The announcement follows months of quiet interviewing by FBI agents, who have queried county figures about possible abuses of power by officials, and represents a major escalation of the scrutiny facing Loudoun, the officials with the power to approve lucrative development projects and those in the real estate industry with the most at stake.

It also came shortly before Loudoun's Board of Supervisors passed ethics measures designed to increase government transparency. As part of the reforms, the board voted to discourage supervisors from accepting campaign donations from developers and others with pending projects, and it agreed to disclosure guidelines that could expose potential conflicts of interest.
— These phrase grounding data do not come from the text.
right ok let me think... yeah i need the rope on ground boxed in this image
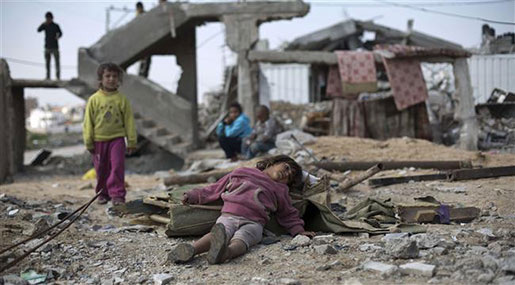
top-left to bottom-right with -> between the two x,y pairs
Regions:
0,190 -> 103,273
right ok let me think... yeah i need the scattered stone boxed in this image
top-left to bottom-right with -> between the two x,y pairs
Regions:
153,273 -> 174,285
362,261 -> 398,275
399,262 -> 435,277
432,247 -> 447,255
410,233 -> 440,249
385,239 -> 419,259
469,246 -> 488,255
277,277 -> 300,285
381,233 -> 408,242
291,235 -> 311,247
282,244 -> 297,251
8,209 -> 19,216
358,233 -> 369,239
454,257 -> 483,271
314,245 -> 337,255
312,234 -> 334,245
359,243 -> 382,252
476,228 -> 495,240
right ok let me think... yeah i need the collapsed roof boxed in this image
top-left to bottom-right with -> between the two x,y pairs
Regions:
286,19 -> 464,52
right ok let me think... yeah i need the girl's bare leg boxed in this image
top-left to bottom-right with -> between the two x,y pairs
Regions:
193,233 -> 212,255
222,239 -> 247,262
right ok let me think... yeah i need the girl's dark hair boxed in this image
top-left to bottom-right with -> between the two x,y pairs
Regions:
256,155 -> 302,187
97,62 -> 124,88
229,102 -> 243,114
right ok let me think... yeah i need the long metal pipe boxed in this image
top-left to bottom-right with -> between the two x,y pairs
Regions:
314,160 -> 472,171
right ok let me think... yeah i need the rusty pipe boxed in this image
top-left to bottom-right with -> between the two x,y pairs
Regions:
448,166 -> 515,181
314,160 -> 472,171
337,163 -> 383,192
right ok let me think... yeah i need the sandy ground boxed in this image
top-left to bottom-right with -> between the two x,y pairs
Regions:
1,136 -> 515,284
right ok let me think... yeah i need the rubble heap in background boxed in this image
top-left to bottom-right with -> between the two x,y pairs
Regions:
271,101 -> 332,135
477,105 -> 515,152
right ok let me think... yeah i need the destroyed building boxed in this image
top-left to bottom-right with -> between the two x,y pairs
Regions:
248,19 -> 478,151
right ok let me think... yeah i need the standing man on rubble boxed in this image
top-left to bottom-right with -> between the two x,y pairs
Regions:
242,105 -> 282,159
135,2 -> 151,77
216,102 -> 252,161
37,12 -> 62,80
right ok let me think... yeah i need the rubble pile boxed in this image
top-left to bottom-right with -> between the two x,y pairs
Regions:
271,100 -> 332,134
477,106 -> 515,151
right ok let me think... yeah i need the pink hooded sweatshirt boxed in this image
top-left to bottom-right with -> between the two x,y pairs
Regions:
185,167 -> 305,236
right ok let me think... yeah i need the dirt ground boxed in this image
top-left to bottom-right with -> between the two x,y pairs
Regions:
1,137 -> 514,284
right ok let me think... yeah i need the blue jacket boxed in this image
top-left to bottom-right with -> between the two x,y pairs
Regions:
216,113 -> 252,139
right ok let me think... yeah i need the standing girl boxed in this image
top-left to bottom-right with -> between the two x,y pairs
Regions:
83,63 -> 137,205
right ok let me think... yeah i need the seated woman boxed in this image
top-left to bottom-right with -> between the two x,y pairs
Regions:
168,155 -> 315,264
216,102 -> 252,161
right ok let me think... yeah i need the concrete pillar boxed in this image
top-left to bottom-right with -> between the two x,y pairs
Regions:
0,59 -> 14,183
12,87 -> 26,172
223,15 -> 260,122
453,58 -> 478,150
176,25 -> 199,146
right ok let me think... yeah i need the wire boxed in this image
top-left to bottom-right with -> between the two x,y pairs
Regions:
3,57 -> 76,69
197,29 -> 224,49
309,0 -> 514,6
373,0 -> 515,25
The investigation and board action come after reports by The Washington Post last month that detailed how major land-use decisions in Loudoun have been dominated by a small network of public officials and their allies in the development industry. Developers, landowners and others profited as they coordinated with public officials to influence land-use decisions in the county, e-mails and other records showed.

Plowman, who last month said his office was focusing on eight or nine areas of inquiry, said in a statement that the joint group "will be tasked with reviewing any potential issues of public corruption within Loudoun County." It was unclear which individuals or specific actions are being investigated.
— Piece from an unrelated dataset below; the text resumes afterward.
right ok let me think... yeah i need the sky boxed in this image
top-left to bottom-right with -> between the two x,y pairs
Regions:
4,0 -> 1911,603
U.S. officials would not discuss their role in the probe. A spokesman for the U.S. attorney's office, Jim Rybicki, said, "Department of Justice policy does not allow us to confirm or deny the existence of an investigation." An FBI spokeswoman declined to comment.

People interviewed by the FBI in recent months said agents asked them in wide-ranging interviews if they had knowledge of any improper dealings by public officials.
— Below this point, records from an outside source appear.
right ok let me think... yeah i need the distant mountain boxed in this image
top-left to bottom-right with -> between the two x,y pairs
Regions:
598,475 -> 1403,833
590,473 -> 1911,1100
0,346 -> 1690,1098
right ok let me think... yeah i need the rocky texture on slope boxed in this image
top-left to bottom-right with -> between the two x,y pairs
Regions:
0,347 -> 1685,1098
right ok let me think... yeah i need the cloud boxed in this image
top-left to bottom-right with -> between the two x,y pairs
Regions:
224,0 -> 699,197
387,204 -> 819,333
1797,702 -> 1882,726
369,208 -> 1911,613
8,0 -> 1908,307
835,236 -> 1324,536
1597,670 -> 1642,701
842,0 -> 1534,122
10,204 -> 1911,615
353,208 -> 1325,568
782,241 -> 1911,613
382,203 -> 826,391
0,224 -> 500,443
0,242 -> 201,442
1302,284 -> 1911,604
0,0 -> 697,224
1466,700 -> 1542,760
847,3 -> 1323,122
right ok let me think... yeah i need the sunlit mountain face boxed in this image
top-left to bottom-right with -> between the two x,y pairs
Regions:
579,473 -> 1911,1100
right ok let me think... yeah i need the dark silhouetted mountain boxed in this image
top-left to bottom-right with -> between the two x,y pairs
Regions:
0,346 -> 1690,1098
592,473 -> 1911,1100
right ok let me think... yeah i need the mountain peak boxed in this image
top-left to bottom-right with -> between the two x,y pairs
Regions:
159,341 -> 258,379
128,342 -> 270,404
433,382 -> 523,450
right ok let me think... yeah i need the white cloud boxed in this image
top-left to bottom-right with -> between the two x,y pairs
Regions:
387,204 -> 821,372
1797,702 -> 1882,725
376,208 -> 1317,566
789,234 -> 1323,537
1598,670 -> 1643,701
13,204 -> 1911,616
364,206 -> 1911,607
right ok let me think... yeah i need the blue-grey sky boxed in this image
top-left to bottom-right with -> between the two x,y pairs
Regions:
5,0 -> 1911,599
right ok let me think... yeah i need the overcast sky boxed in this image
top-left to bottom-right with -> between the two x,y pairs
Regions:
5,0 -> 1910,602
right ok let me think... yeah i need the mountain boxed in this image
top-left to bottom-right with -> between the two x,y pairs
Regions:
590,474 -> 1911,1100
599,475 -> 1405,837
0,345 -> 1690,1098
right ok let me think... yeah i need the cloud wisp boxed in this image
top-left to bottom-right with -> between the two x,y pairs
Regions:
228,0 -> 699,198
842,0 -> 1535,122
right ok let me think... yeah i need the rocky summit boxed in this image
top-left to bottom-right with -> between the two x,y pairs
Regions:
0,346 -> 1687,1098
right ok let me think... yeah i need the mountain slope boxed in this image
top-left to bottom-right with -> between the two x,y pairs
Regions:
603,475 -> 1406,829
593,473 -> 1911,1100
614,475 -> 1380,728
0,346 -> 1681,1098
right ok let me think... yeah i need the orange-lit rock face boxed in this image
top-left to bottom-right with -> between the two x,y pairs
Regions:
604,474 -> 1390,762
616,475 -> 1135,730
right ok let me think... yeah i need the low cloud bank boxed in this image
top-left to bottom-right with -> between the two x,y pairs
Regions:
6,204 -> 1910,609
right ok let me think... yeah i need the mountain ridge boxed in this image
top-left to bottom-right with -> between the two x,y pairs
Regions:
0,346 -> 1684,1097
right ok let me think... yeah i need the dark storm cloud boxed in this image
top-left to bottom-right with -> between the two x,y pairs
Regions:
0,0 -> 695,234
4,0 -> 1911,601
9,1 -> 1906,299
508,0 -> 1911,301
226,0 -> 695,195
The Post reported on the actions of Lawrence Beerman II, the former head of Loudoun's Planning Commission, who voted favorably on projects brought by companies with which he had business ties. They were a firm run by Peter J. Knop and his son, Peter R.Q. Knop, who operate a construction waste dump, and the home-building arm of Greenvest L.C. Beerman's activities have drawn the attention of the FBI, according to two people who were interviewed.

Beerman and the Knops were interviewed for The Post's report but declined to respond to additional written questions. A lawyer representing Greenvest said the company did nothing improper.

"The fact you have local law enforcement working with federal law enforcement is an indication of the seriousness of the probe," said Eric H. Holder Jr., a former deputy attorney general and U.S. attorney in the District. The investigation will now appear to be in "a quiet period, but just because federal officials are not commenting on what they are doing, that does not mean the investigation is not very active. . . . These things often take months, if not years, to resolve themselves."

Some Loudoun officials have argued that they forged close links to people in the real estate industry in an effort to serve residents and said that their votes and other public actions reflected what they thought was best for the county. Supervisor Bruce E. Tulloch (R-Potomac) was among the officials who, records and interviews show, worked closely with individuals who stood to benefit from his position.